Re: [Math] Review of "genetic algorithm" module

Gilles Sadowski Mon, 23 May 2022 16:54:46 -0700

Hello.

Le mer. 18 mai 2022 à 16:34, Avijit Basak <avijit.ba...@gmail.com> a écrit :
>
> Hi All
>
>         Please find my comments below.
>
> Comments related to new model:
>
> 1) Hierarchy of GeneticOperator: In the proposed model the genetic
> operators are designed hierarchically implementing a common interface and
> operators are accepted as a list.
> This enables interchangeability of operators. Library users would be able
> to use crossover and mutation operators interchangeably.
> However, in genetic algorithms or other population based search algorithms
> the operators are used for broadly two purposes, exploration and
> exploitation.
> In GA crossover is used for exploitation and mutation is used for
> exploration. Keeping them in a common hierarchy and allowing
> interchangeable operation violates that purpose.


I'm not sure that the semantics of "exploitation" and "exploration"
should drive the API design.
Saying it differently: We don't need to know how various operators
will be used in order to implement them; hence IMO, there is no
need to discriminate at the API level.

>
> 2) Chromosome Fitness: In the new design the chromosome fitness is
> maintained as a hashmap where the key is the chromosome itself.
> Are we going to retain the fitness value in chromosome too otherwise
> implementation of Comparable won't be possible?

Sorry, I don't follow.

> Assuming the chromosome representation would be used to calculate hashcode,
> it would be a very time consuming process depending on the length of
> chromosome.

Is this assumption correct?
For what purpose do we need to compute a custom hash code?

> E.g. in binary chromosomes we have provision to allow chromosome length
> upto (2^31 - 1).

That's a lot. ;-)
Do you have use cases where such long representations can be handled?

> Along with that the chromosome implements Comparable
> interface.
> Equality by Comparable interface would be decided by fitness

Sure.

> however
> equality by equals() method would depend on representation.

Do we need a custom "equals"?

> As chromosomes with different representations may also have the same
> fitness, this would produce a conflict.

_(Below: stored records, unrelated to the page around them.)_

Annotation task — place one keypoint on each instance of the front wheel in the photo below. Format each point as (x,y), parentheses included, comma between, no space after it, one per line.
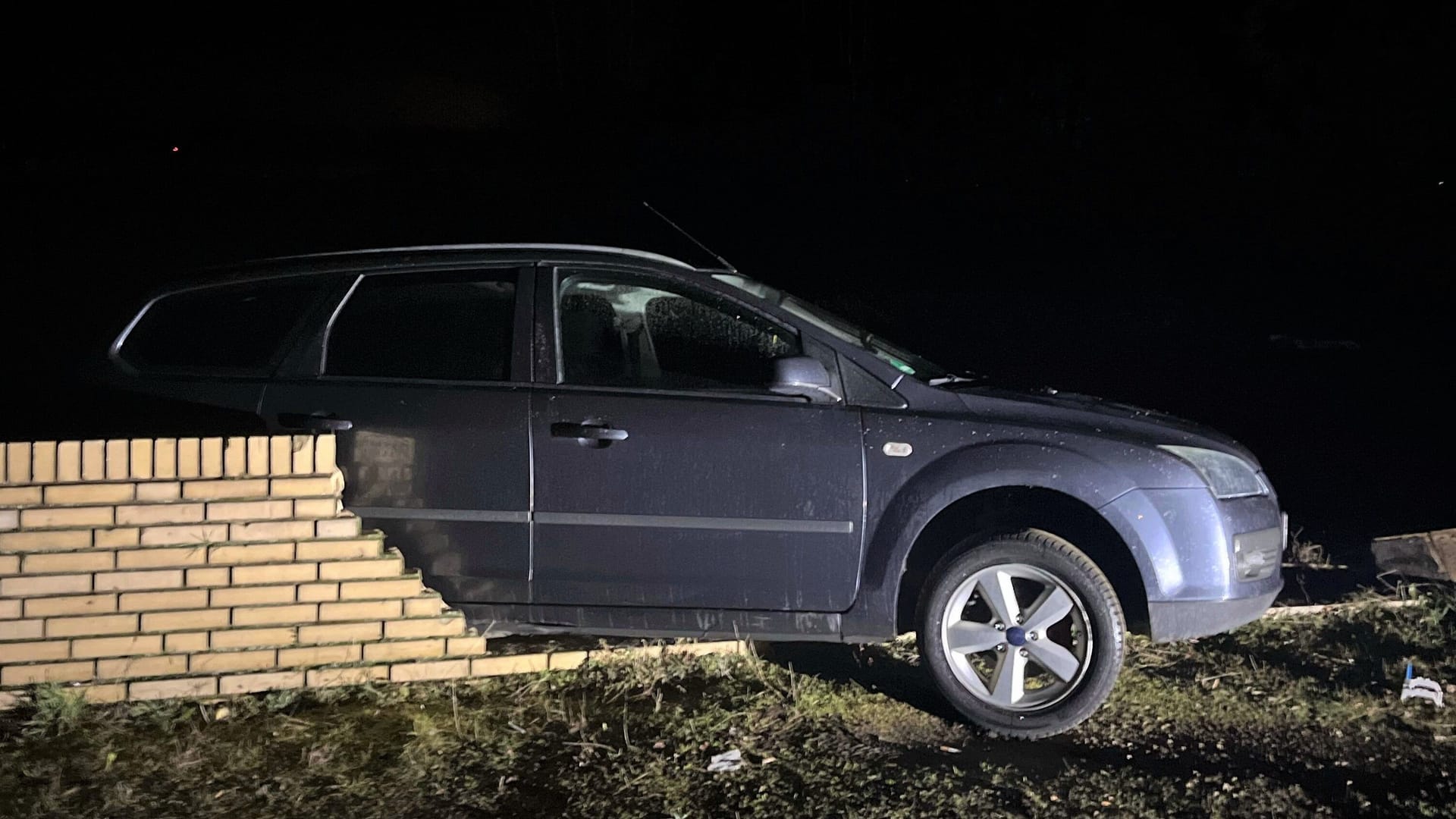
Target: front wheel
(1022,632)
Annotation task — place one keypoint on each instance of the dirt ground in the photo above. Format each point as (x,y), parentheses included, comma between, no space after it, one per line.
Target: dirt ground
(1292,717)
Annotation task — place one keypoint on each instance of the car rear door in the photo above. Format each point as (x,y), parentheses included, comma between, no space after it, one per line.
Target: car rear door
(428,371)
(664,471)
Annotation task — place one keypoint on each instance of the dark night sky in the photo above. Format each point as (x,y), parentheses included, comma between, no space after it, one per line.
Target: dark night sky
(1101,200)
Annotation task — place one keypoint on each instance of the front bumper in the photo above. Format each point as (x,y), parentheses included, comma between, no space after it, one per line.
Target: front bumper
(1193,553)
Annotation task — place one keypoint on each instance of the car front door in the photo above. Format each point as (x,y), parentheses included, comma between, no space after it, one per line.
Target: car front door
(430,372)
(666,474)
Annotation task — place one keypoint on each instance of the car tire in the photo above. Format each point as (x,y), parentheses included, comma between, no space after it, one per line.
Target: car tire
(962,610)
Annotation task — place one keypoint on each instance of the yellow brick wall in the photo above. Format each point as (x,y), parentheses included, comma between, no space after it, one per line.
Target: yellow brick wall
(194,567)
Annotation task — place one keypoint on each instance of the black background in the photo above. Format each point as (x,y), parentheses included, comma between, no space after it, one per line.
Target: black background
(1242,218)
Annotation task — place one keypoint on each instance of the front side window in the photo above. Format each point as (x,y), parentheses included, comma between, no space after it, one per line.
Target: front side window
(229,328)
(440,327)
(642,333)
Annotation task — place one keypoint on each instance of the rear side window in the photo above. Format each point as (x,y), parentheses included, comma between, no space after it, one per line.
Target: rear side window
(235,327)
(441,325)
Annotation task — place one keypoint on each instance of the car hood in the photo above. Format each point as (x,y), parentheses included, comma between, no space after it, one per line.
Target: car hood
(1100,417)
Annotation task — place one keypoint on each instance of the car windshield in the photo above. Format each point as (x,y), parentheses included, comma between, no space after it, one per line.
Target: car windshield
(899,357)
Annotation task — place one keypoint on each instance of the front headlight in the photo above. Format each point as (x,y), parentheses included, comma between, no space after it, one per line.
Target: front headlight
(1226,475)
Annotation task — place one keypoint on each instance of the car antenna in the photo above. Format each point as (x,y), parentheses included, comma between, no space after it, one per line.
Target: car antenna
(674,226)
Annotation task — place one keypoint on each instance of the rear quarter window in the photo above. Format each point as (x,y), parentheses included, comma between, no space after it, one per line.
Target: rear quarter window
(229,328)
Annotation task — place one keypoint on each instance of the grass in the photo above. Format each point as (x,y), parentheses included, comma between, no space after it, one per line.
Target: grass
(1292,717)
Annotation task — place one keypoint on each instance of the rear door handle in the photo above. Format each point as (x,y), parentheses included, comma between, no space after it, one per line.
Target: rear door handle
(315,423)
(601,433)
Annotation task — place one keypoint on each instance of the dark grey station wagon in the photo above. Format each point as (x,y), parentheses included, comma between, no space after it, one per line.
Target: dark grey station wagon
(615,442)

Please provide an example.

>
> 3) The model does not consider anything related to adaptive approaches.
> Would it be a separate factory?

What I've proposed is an alternative "skeleton" for the API.  Of course,
more classes will provide specific functionality.
An adaptive operator "is-a" specialized genetic operator (perhaps the
notion of "Adaptive" will be defined through an interface?).

>
> 4) Comparison of chromosomes: In the current model two chromosomes are
> compared after decoding the genotype to phenotype using the internal
> decoder.
> How can we address this in the new model?

As mentioned above: Do we really need to compare representations?

>
> 5) Chromosome String representation: Currently we use the toString() method
> to print the chromosome's phenotype. In the new model we would need to
> avoid this approach as decoders won't be available to chromosomes.

This seems like a minor issue (or perhaps no issue at all?) unless I'm
missing something.

>
> 6) However in the new model the generic type parameters and java.util
> packages are used in a more organized way. We can adopt the same in the
> existing model.

I don't understand what you are proposing.

>
> >If we need to document software (e.g. the "examples") produced
> >by a "Commons" component, it is preferable that we use and refer
> >to "Log4j2".
> >[The logger API is another matter since it does not impact how the
> >software is used (from a user's POV).]
> -- I shall make the changes.

Thanks.

>
> > [...]
> >Doing manually will be too tedious.
> >If you are reasonably confident that you've ported everything
> >valuable, I guess that we'll rely on coverage tools...
> >The current log statements could also be construed as (totally)
> >unnecessary, as they merely document statements which I would
> >consider part of an "application", not the GA "library".
> >I believe that we do not agree yet on where to draw the line (my
> >proposal in MATH-1618 is related to that difference of opinion).
> >
> -- Probably I am missing something here. These log statements are more
> useful for library users. If we remove all log statements how users would
> be able to debug any issue.
> What if there are issues in any part of library code or may be anything
> fails due to some application related customization.
> It may not be necessarily a library bug.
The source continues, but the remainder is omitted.